At present the minimum monthly wage in the Czech Republic stands at CZK 14,600. The head of the country’s Confederation of Trade Unions, Josef Středula, says this figure should be increased to CZK 16,000, Czech Television reported.
The workers leader said this rise would help boost consumption and so aid the economic recovery, adding that the Czech minimum salary was among the lowest in Europe.
However, the head of the country’s Confederation of Industry, Jaroslav Hanák, told Czech Television that employers were focused on keeping afloat at present.
Mr. Hanák said his members were struggling with a lack of liquidity and at risk of insolvency in the longer run, so their outlook was utterly different.
Prime Minister Andrej Babiš says his government plans to increase the minimum wage in 2021.
The minimum wage has risen by more than CZK 1,000 each year in the last four years, Czech Television said. January 1, 2020 saw the biggest single increase ever, of CZK 1,250.
Prime Minister Babiš declined to say how much next year’s rise would be but said the recent trend ought to continue.
The cabinet is set to discuss the matter in the autumn, with the state of the economy and unemployment rate at that time set to be major factors, Czech Television said.

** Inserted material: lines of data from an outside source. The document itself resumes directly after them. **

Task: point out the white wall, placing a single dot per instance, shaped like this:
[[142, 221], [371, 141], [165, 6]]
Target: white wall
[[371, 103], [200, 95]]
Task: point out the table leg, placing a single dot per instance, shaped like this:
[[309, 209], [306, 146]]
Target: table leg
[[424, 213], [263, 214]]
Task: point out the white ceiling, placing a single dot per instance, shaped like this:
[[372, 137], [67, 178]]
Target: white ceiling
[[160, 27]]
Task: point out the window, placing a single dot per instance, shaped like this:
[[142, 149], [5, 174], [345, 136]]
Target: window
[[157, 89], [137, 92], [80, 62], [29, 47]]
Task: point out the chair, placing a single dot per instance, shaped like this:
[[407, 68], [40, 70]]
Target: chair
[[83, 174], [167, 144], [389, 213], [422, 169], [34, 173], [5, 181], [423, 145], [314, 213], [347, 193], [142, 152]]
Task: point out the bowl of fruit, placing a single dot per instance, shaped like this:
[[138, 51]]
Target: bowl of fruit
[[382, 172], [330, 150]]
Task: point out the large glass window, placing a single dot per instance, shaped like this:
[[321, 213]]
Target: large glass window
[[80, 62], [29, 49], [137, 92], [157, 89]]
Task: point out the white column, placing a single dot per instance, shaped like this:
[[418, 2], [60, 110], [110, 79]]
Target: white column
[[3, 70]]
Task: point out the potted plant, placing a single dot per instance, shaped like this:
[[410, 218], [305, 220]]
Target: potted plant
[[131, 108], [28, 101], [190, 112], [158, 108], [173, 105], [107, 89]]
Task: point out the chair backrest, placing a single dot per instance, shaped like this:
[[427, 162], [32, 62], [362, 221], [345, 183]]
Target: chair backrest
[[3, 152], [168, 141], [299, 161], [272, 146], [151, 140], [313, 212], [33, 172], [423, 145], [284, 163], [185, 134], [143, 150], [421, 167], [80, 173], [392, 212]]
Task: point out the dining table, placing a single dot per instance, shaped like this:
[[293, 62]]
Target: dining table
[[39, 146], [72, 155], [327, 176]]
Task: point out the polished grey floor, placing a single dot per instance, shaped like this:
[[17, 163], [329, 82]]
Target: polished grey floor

Unions chief Středula argues that the next jump should be of CZK 1,400, arguing that only an increase in the minimum salary would boost confidence in the future of the economy.
While government leaders ANO, junior partners the Social Democrats and the Communists, who back the minority government on key votes, are all for an increase, the right-wing opposition parties are against.
The Civic Democrats Martin Kupka said raising the minimum wage would most endanger the section of the workforce who find it hardest to get jobs.
For her part TOP 09 leader Markéta Pekarová Adamová said the move would cause major problems for many Czech employers.
President Miloš Zeman said in April that everybody would have to tighten their belts. He said it was very likely the minimum wage would be frozen, describing this as a rational measure.
The minimum wage is set by the government alone and increases do not need to be approved by Parliament.